New investors confront a lot of questions about where to begin.
Author and radio host Dave Ramsey shared his thoughts on the subject with TheStreet Editor-in-Chief Sara Silverstein in a recent exclusive interview (video above).
Ramsey referred to comments he had previously made about how many millionaires get started with real estate investments.
“If you’re a new home buyer, listen to me carefully,” he had urged. “We’ve studied millionaires for decades. The typical millionaire, the first $1 million to $5 million of net worth they get, is their paid-off home.”
Silverstein asked Ramsey about advice he would have have for new investors.
“Well, back to those millionaires again that we were talking about,” Ramsey said. “They steadily invest in things like a Roth 401(k) with a match, hopefully, and maybe a Roth IRA, if not in some good growth stock mutual funds. And that’s steady investing. And you and I know from our world, they get the advantage of dollar cost averaging doing that.”
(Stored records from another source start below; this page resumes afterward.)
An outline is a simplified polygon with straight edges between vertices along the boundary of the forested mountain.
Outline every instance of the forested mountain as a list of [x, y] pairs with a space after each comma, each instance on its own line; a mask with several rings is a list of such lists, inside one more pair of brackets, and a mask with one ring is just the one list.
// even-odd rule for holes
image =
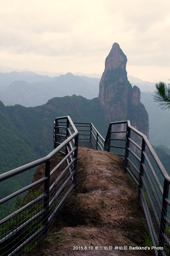
[[170, 148], [170, 110], [162, 110], [154, 101], [153, 93], [141, 92], [141, 101], [148, 114], [149, 141], [153, 145], [164, 145]]
[[[11, 73], [0, 74], [4, 75]], [[100, 81], [98, 78], [75, 76], [70, 73], [54, 77], [36, 74], [26, 76], [21, 75], [17, 72], [15, 73], [17, 73], [16, 76], [20, 76], [20, 78], [23, 78], [22, 80], [13, 81], [5, 89], [2, 90], [1, 88], [1, 91], [3, 91], [1, 92], [0, 100], [6, 105], [17, 104], [25, 107], [35, 107], [44, 104], [49, 100], [55, 97], [71, 96], [75, 93], [89, 99], [98, 96]], [[41, 82], [43, 79], [44, 82]], [[48, 82], [45, 82], [48, 80]], [[31, 83], [30, 81], [32, 81]], [[2, 82], [2, 84], [4, 84]]]
[[[56, 97], [34, 108], [0, 103], [1, 173], [43, 156], [53, 149], [56, 117], [69, 115], [75, 122], [92, 121], [104, 136], [107, 130], [97, 98], [87, 100], [75, 95]], [[30, 184], [35, 171], [27, 171], [1, 182], [0, 197]]]

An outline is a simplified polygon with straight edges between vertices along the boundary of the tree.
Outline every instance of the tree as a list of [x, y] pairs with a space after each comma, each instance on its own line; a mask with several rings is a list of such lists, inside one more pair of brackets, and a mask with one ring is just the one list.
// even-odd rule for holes
[[165, 83], [160, 82], [156, 84], [156, 90], [153, 95], [155, 101], [159, 101], [159, 106], [161, 109], [170, 108], [170, 87], [169, 84], [167, 86]]

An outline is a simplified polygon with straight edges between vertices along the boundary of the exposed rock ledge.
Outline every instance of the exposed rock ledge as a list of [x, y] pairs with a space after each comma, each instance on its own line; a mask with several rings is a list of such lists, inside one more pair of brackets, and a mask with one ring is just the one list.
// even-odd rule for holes
[[[31, 255], [146, 255], [144, 251], [114, 250], [115, 246], [145, 246], [143, 232], [148, 232], [137, 194], [124, 173], [123, 159], [79, 147], [78, 165], [78, 188]], [[94, 249], [105, 246], [112, 250]], [[73, 250], [74, 246], [94, 249]]]

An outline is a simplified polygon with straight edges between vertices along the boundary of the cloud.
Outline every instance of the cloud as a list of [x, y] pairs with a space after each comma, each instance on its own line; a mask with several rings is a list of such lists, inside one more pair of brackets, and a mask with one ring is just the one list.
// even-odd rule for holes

The personal finance personality discussed his belief that it does not take a prohibitively large amount of money to get started.
“But that constant steady investing, it doesn’t require a lot of money to become fairly wealthy, especially if you start early,” he said.
“Now, here’s the trick. We teach folks to get out of debt,” Ramsey continued. “Everything but your house, and build an emergency fund again before you start your 401(k).”
“Because if you don’t have an emergency fund and you have an emergency, you’re going to do something stupid like cash out early and end up with big penalties and taxes and all kinds of crap coming at you.”
Ramsey emphasized the need to understand which steps to take and when to take them.
“So do this stuff in the right order,” he said. “Get yourself free of car payments, free of student loans. Now you’ve got money to invest after you put that emergency fund in place.”
“We recommend at what we call Baby Step four, you start putting 15% of your income into good growth stock mutual funds and some kind of retirement plan,” he said. “Hopefully it’s a Roth 401(k) with a match.”
Dave Ramsey’s Baby Steps
Ramsey frequently talks about what he calls the seven baby steps for one to take control of one’s money. In step four, he calls out the percentage of household income he recommends to be put toward retirement.
Step 1: Save $1,000 for your starter emergency fund.
Step 2: Pay off all debt (except the house) using the debt snowball.
Step 3: Save 3–6 months of expenses in a fully funded emergency fund.
Step 4: Invest 15% of your household income in retirement.
Step 5: Save for your children’s college fund.
Step 6: Pay off your home early.
Step 7: Build wealth and give.
“It’s not a fairy tale,” Ramsey says. “It works every single time!”